Across the House Divided network, its target audience remains K-12 and undergraduate classrooms, but the site also spurs a steady stream of requests from authors, journalists, genealogists, Civil War buffs and others.   “The next challenge, beyond simply editing, refining and expanding the content,” says Prof. Pinsker, “is to find ways to relate the site to what is called the Common Core. These are nationally developed state standards for reading and math that have been adopted just in the last few years by 46 states.”  The Common Core standards for social studies literacy emphasize close readings of primary source documents–an approach that fits perfectly with the nature of the House Divided Project. With help from the Mellon Digital Humanities Fund Pinsker plans to transform House Divided into one of the nation’s leading web-based Common Core resources for Social Studies and English teachers.

Dickinson College theatre professor Todd Wronski will prepare in August 2013 a series of freely available podcasts for Abraham Lincoln’s selected writings.  Wronski will become in effect the “voice of Lincoln” for the House Divided Project. He has already recorded a podcast of Lincoln’s 1859 autobiographical sketch. The recording was recently used as part of a Common Core-aligned lesson plan that features several components of the House Divided Project, including a Dickinson History Department course on the 1860 election that was filmed by C-SPAN and relied heavily on a close reading of the sketch.  This post offers a model for what is intended for 150 of the most significant Lincoln documents, including his most quoted letters and speeches.

Civil War digital classroom screenshot

With funding from the Mellon DH initiative a team of consultants at the Gilder Lehrman Institute for American History, led by independent filmmaker Lance Warren, will help the Dickinson team create a series of short, instructional videos featuring Prof. Pinsker teaching key documents from the Civil War era (including many of the same Lincoln documents developed in the Wronski audio project).  Warren and his documentary team have already created a series of such short instructional videos with Prof. Pinsker (including a virtual field trip to Gettysburg) that can be accessed here.
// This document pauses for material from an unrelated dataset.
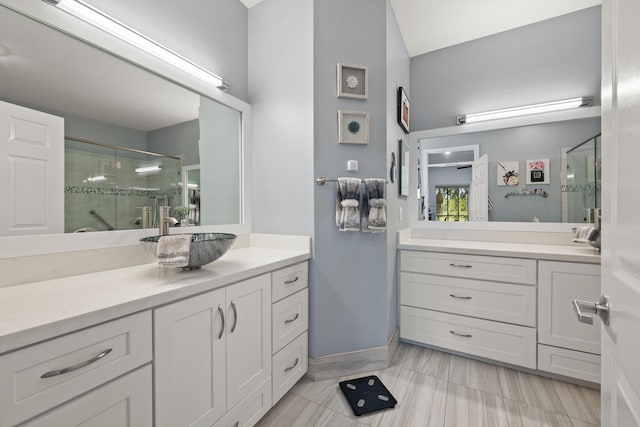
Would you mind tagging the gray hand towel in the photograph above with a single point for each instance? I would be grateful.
(348, 204)
(374, 206)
These videos helped support a summer 2012 online professional development course that House Divided created with Gilder Lehrman.

Building on this experience, Pinsker will expand that partnership to launch Dickinson’s first open online graduate course in summer 2013.  The videos will be used as the base instructional material for quiz-taking by auditors and also as freely available online resources for English and Social Studies teachers who want to “flip” their classrooms when teaching the Common Core.  An example of how that might work can be seen here, with a video-based teaching unit on the Emancipation Proclamation. 

As part of this effort to launch Dickinson’s first open online course, two Dickinson students will participate in shaping and evaluating the course materials and curriculum History 800, “Understanding Lincoln.”  Dickinson will  offer full graduate course credit for up to 100 eligible participants, and then free access to others who simply want to follow along.  The Dickinson students will work closely with Pinsker in June 2013 to refine and test various course content and assessment materials; help support the initial launch of the course in July 2013, and contribute significant research and analysis to a planned pedagogical article by Pinsker about the experience of online liberal arts learning.

Meanwhile, House Divided also continues important digitization and transcription work on major printed sources from the Civil War era, such as the illustrated periodicals Frank Leslie’s Illustrated Newspaper and Harper’s Weekly Magazine and from many other leading period newspapers and books.